5 A ball is projected with speed \(u \mathrm {~ms} ^ { - 1 }\) at an angle of elevation \(\alpha\) above the horizontal so as to hit a point \(P\) on a wall. The ball travels in a vertical plane through the point of projection. During the motion, the horizontal and upward vertical displacements of the ball from the point of projection are \(x\) metres and \(y\) metres respectively.

1. Show that, during the flight, the equation of the trajectory of the ball is given by $$y = x \tan \alpha - \frac { g x ^ { 2 } } { 2 u ^ { 2 } } \left( 1 + \tan ^ { 2 } \alpha \right)$$
2. The ball is projected from a point 1 metre vertically below and \(R\) metres horizontally from the point \(P\).
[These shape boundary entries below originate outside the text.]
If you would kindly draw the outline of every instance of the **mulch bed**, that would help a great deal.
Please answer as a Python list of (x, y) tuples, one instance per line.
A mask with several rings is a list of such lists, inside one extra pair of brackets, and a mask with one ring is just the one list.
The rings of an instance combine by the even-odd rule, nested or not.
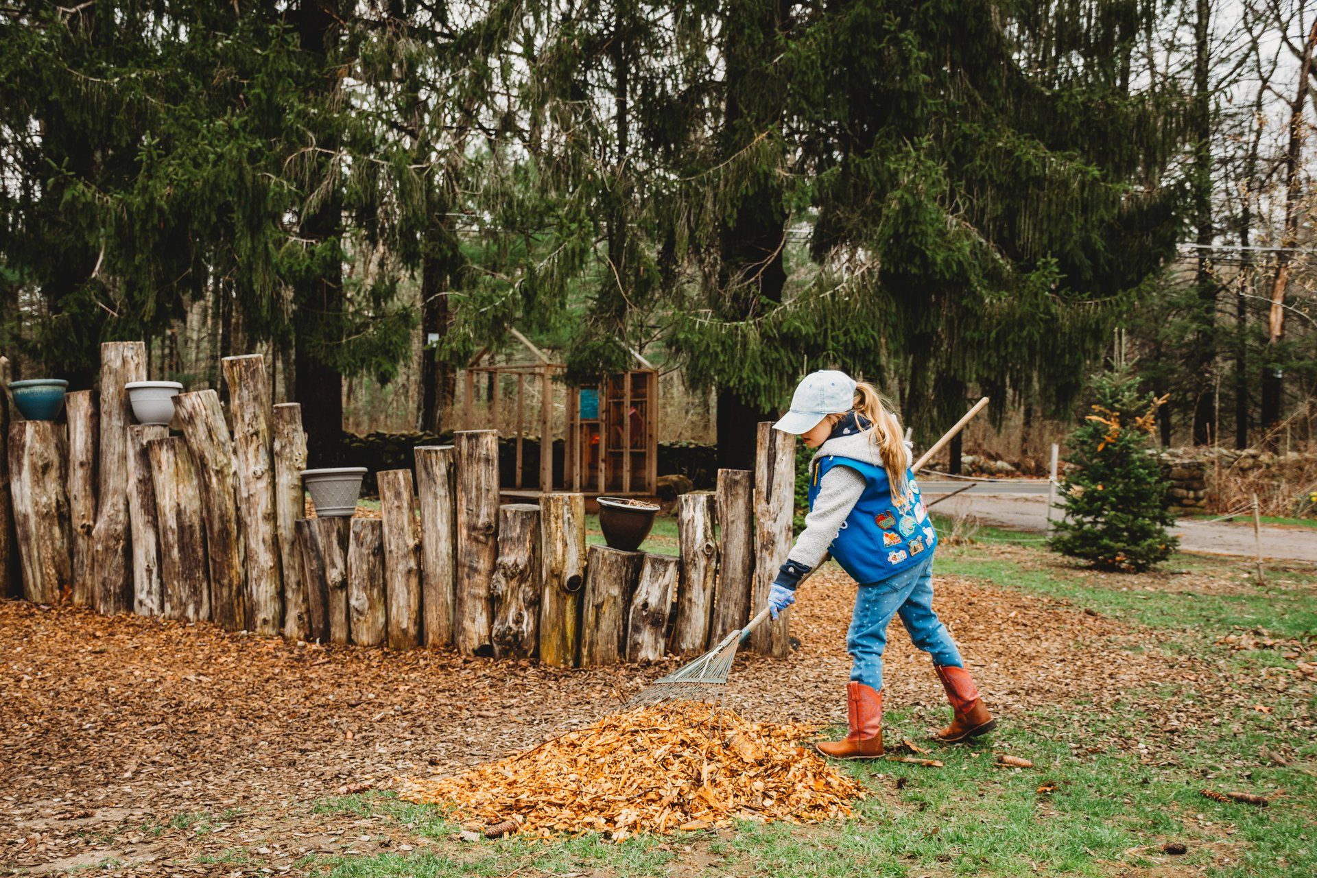
[[(1210, 723), (1222, 691), (1262, 700), (1289, 684), (1279, 677), (1227, 682), (1218, 662), (1168, 661), (1146, 632), (1062, 602), (957, 578), (939, 578), (936, 588), (943, 620), (1005, 723), (1079, 699), (1093, 704), (1088, 710), (1127, 706), (1130, 690), (1158, 683), (1216, 691), (1193, 703), (1141, 706), (1151, 711), (1152, 733), (1112, 741), (1169, 760), (1173, 740), (1162, 744), (1156, 729), (1173, 736)], [(784, 659), (739, 658), (727, 706), (756, 721), (844, 721), (853, 594), (839, 571), (810, 579), (792, 611), (799, 649)], [(1150, 649), (1125, 649), (1135, 645)], [(420, 845), (382, 817), (313, 813), (308, 804), (342, 788), (498, 760), (615, 712), (676, 666), (557, 670), (450, 652), (287, 644), (12, 600), (0, 602), (0, 865), (115, 857), (133, 874), (278, 873), (308, 852)], [(898, 624), (885, 665), (889, 707), (914, 708), (927, 728), (946, 721), (927, 657)], [(919, 738), (923, 729), (889, 731), (901, 736)], [(200, 812), (219, 829), (169, 825)], [(196, 862), (233, 849), (248, 862), (232, 870)]]

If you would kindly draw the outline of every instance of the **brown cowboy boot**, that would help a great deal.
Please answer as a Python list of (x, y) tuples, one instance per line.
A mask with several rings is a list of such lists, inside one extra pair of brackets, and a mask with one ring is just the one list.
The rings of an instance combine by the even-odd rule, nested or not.
[(818, 752), (834, 760), (876, 760), (882, 756), (882, 692), (864, 683), (847, 683), (846, 715), (849, 733), (840, 741), (819, 741), (814, 745)]
[(984, 699), (979, 698), (979, 687), (964, 667), (934, 665), (942, 687), (947, 690), (947, 700), (951, 702), (951, 725), (938, 732), (938, 738), (955, 744), (967, 741), (980, 735), (986, 735), (997, 728), (997, 720), (988, 712)]

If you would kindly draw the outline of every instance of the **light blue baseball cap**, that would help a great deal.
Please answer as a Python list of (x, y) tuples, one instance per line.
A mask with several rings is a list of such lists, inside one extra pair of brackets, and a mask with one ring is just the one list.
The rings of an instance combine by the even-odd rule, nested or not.
[(795, 386), (792, 408), (773, 424), (773, 429), (799, 436), (828, 415), (848, 412), (853, 405), (853, 378), (835, 369), (810, 373)]

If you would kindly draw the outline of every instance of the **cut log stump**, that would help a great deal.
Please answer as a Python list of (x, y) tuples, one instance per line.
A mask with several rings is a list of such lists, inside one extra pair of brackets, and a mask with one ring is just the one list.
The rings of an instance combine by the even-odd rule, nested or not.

   1. By taking \(g = 10 \mathrm {~ms} ^ { - 2 }\), show that \(R\) satisfies the equation $$5 R ^ { 2 } \tan ^ { 2 } \alpha - u ^ { 2 } R \tan \alpha + 5 R ^ { 2 } + u ^ { 2 } = 0$$
   2. Hence, given that \(u\) and \(R\) are constants, show that, for \(\tan \alpha\) to have real values, \(R\) must satisfy the inequality $$R ^ { 2 } \leqslant \frac { u ^ { 2 } \left( u ^ { 2 } - 20 \right) } { 100 }$$
   3. Given that \(R = 5\), determine the minimum possible speed of projection.